Not since the infamous one-man show The Centering (about a prisoner who avoids the pain of his confinement by "escaping to the only refuge available: the circus clown within his mind") have I found a local theatrical production so utterly, completely baffling. Almost, Maine suffers from a surfeit of sincerity so pronounced that it can't help but induce screeching cognitive dissonance in any audience member with even a partially developed sense of irony.
Overstatement? Oh, no.
Almost, Maine is a collection of scenes set in one small Maine town, with each vignette focusing on a romantic relationship.
In one scene, a woman named Hope shows up on the doorstep of her college boyfriend, believing that he might have been waiting for her to come back to him—only to find that in her absence he married someone else because he, ahem, "lost a lot of hope." In another scene, a girl meets a boy who thinks he suffers from a nerve disorder wherein he can't feel pain (or, by a nonsensical extension typical of this production, love). But when she accidentally hits him in the head with an ironing board, he, in a moment of inanity unparalleled by any in my years of Portland theater-going experience, gazes up at her and says, "Ouch." (Get it? she teaches him how to feel.) And then there's the scene in which two ice fisherman fall in love—literally fall, on the ground, over and over, as they try and fail to reach one another, because god forbid two men be allowed to have a moment of the sort of intimacy that is permitted to every single straight pairing in the show (i.e., gratuitous make-out scenes, of which this show has a crapload).
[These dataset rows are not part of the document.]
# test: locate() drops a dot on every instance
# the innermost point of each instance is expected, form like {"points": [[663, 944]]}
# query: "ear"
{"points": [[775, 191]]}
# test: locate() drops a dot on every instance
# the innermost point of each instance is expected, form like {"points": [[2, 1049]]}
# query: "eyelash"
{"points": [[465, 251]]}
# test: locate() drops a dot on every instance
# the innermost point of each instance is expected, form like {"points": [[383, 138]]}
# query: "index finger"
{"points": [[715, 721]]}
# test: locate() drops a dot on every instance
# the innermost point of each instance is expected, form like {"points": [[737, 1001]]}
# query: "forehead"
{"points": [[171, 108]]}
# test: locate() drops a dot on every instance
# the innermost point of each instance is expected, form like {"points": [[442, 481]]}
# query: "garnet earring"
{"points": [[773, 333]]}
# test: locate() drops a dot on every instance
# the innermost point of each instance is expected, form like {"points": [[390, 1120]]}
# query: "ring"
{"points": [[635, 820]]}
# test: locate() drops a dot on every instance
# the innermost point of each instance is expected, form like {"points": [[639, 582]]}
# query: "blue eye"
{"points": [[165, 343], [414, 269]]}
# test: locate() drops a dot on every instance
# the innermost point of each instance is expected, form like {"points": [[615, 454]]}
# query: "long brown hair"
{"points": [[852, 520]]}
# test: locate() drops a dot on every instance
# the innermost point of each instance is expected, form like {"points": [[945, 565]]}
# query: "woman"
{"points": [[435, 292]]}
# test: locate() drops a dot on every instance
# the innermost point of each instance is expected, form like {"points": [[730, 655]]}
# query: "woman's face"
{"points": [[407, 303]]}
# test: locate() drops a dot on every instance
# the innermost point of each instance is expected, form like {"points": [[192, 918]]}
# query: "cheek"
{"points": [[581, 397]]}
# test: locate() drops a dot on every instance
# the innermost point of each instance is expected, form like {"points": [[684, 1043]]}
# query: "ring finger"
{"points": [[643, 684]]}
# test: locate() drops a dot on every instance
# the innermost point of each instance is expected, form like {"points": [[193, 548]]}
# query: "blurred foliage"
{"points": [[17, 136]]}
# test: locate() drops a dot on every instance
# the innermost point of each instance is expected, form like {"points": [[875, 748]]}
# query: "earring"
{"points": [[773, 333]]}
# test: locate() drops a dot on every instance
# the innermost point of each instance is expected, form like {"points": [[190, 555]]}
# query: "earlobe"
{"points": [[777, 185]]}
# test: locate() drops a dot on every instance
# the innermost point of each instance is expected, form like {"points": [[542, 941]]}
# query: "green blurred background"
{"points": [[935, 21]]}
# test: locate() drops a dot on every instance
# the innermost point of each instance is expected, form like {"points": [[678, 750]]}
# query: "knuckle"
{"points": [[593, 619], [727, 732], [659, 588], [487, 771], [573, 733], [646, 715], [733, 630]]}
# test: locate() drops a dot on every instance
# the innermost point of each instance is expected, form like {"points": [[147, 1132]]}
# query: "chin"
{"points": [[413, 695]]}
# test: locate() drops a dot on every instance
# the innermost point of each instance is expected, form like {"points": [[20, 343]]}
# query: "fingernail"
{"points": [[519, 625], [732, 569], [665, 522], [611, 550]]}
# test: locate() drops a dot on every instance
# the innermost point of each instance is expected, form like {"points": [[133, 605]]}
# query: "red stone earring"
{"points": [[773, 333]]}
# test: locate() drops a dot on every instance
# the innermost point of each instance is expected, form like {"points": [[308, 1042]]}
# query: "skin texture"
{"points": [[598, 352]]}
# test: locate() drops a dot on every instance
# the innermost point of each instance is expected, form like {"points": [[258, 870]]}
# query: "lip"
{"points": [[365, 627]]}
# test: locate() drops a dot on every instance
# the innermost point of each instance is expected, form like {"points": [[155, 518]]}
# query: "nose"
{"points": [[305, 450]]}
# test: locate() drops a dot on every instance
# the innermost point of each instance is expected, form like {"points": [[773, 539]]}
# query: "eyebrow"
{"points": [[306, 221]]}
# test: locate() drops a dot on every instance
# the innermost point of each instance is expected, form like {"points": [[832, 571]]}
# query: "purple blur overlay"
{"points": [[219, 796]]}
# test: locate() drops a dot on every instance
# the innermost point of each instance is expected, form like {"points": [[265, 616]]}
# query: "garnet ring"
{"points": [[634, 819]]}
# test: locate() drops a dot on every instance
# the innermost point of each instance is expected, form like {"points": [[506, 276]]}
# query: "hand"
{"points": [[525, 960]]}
The ensemble's standouts are Brooke Totman and Les Peck, whose characters would be likeable if it weren't for the incredibly annoying things they keep saying. It's very, very difficult to look past this script to any other aspects of the show, however; Almost, Maine is a hackneyed muddle of overused metaphors and trite sentimentality masquerading as magical realism, and everyone involved bears some responsibility.